GIULIO MOLA
Inter

Notte magica a Milano: l’Inter va in finale ma a San Siro vince tutto il calcio

Festa nerazzurra fuori e dentro il Meazza, che stabilisce il nuovo record di incassi per il calcio italiano. Caroselli di auto in strada, esultanza in piazza Duomo

Festeggiamenti dei tifosi dell'Inter

E’ primavera ma sembra autunno. Nuvoloni carichi d’acqua si aggirano minacciosi su Milano dopo la pioggia a intermittenza del risveglio. L'aria è appena tiepida e c’è più traffico del solito in questo pazzerello inizio di maggio. Avverti sin dal mattino che è cambiato il respiro quotidiano in città, si percepisce un ritmo diverso e si vive ad una velocità alterata. Speranza e incubi nel giorno della verità. Quello che per i tifosi vuol dire “Finale o Monumentale“.

Dalla zona di San Siro che già di buon'ora subisce deviazioni preventive a corso Buenos Aires intasata come tutti i giorni dopo le notti piovose; dal centro già preso d’assalto da chi deve aspettare il tramonto per prendere la metropolitana in direzione Lotto a Brera che come sempre unisce alla perfezione la sua indole artistica alla passione calcistica. Il tutto fra pronostici dispensati nei supermercati in zona Loreto e battute da bar sport con cui si cercava di portare jella al collega di fede opposta. Per settimane è andata avanti così. Fin quando la gente ha cominciato ad accelerare il passo verso la Scala del Calcio, trascinandosi pensieri e ombrelli umidi. Maglie nerazzurre e rossonere sfilavano sul vialone dell’Ippodromo, poi ci si separava dandosi appuntamento per la birra da bere dopo la partita.

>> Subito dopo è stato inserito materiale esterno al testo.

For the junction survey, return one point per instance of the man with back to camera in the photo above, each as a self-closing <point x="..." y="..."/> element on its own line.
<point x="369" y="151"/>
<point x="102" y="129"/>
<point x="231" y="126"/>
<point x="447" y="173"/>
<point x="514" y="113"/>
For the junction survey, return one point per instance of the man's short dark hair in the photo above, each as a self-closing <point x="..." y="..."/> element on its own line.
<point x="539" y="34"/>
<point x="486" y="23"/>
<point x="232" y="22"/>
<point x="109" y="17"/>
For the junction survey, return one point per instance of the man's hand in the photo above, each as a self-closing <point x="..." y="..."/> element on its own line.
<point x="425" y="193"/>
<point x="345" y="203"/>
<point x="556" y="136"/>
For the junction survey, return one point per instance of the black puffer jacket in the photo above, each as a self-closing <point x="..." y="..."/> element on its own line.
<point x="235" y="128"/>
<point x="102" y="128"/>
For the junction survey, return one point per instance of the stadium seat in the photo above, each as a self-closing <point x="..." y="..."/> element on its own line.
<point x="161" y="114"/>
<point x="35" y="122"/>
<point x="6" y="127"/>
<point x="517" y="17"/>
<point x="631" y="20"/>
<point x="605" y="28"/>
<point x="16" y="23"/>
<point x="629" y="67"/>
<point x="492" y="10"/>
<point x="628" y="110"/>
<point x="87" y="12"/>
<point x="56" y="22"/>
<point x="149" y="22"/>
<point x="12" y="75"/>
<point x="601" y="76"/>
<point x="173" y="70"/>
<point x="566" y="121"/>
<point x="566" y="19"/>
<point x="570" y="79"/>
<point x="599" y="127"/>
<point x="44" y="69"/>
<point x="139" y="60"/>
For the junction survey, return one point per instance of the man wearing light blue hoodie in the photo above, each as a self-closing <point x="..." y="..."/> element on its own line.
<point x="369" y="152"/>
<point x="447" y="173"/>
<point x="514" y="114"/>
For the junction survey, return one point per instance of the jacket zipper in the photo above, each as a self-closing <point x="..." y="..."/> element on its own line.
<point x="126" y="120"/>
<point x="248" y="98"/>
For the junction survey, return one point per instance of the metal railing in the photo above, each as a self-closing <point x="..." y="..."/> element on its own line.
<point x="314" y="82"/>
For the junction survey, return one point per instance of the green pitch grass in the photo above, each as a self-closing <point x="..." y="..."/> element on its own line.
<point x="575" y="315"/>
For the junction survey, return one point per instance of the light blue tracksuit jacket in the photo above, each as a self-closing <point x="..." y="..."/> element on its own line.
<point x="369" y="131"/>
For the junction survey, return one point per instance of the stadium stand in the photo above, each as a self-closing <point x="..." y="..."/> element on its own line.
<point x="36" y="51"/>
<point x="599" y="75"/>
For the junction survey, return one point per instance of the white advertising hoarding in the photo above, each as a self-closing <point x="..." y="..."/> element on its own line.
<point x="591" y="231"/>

Bagno di folla all'arrivo delle squadre, l'Inter resta incastrata nell'affettuoso abbraccio dei supporter ed entra nel ventre di San Siro con qualche minuto di ritardo. Dentro lo stadio lo spettacolo di sempre trasmesso in mondovisione (115 Paesi collegati): un festival di luci e colori, di suoni e di cori. Con le solite, meravigliose coreografie. La Nord interista accoglie anche Marco Materazzi, uno degli “eroi del Triplete“ ed esibisce un guerriero che si protegge con lo scudo dalle frecce degli avversari (gli stemmi delle squadre eliminate) e la scritta a caratteri cubitali "Victoria nobis vita". La curva milanista risponde con la classica coreografia da trasferta (a disposizione c’è solo il secondo anello della Sud): un lungo striscione ed un'esortazione: "All'assalto". E poi una dedica a Bebo Martinotti, un supertifoso (molto amico di Silvio Berlusconi) scomparso pochi giorni fa.

Ma lo spettacolo se lo gode tutto lo stadio (oltre 76.000 spettatori con 12 milioni d’incasso e nuovo record per il calcio italiano) tinto di nerazzurro, anche l’affollatissima tribuna vip dove abbondano le Leggende Nerazzurre: da Stankovic a Sneijder, da Cordoba a Ranocchia, e poi Vieri, Di Biagio e Berti. Con loro altri volti famosi, da Boniek a Figo, con Amadeus e Bonolis, Tananai e Madame. E ancora Belinelli, Fognini e Magnini. Non manca nessuno in un derby stile anni ‘80 che sembra non morire mai, segnaposto indelebile di un tempo di gloria che merita ancora credito. Perché se c’è qualcosa capace di rendere Milano quella città che hai sempre conosciuto, quel qualcosa è il derby. Bauscia e Casciavit, passione e tradizione, ansia ed esaltazione, poesia e superstizione. Perché Inter-Milan è sempre speciale.

Novantacinque minuti di passione e di cori, di sfottò e di incitamenti. Passando dalla disperazione per l'occasione sprecata da Diaz alla gioia irrefrenabile per la rete di Martinez nel finale. Al triplice fischio la festa è stata solo nerazzurra, con lo speaker che incitava intonando "chi non salta rossonero è" mentre i nerazzurri danzavano e si abbracciavano sotto la Nord. Milanisti a testa alta e con gli occhi lucidi sotto la Sud per ricevere l'applauso, meritato, dei tifosi. Con loro per pochi attimi anche Calhanoglu, che non ha dimenticato di aver giocato anche sull'altra sponda del Naviglio e con grande sportività è andato a consolare gli ex compagni prima di unirsi alla festa di tutti gli interisti. Va in finale l'Inter. E' vero. E con grande merito perché ha dimostrato di essere più forte e più cinica. Ma a San Siro hanno vinto un po' tutti, in campo sugli spalti. Sperando di non dover aspettare altri vent'anni il prossimo Euroderby. Perché notti così sono bellissime. E Milano se le merita.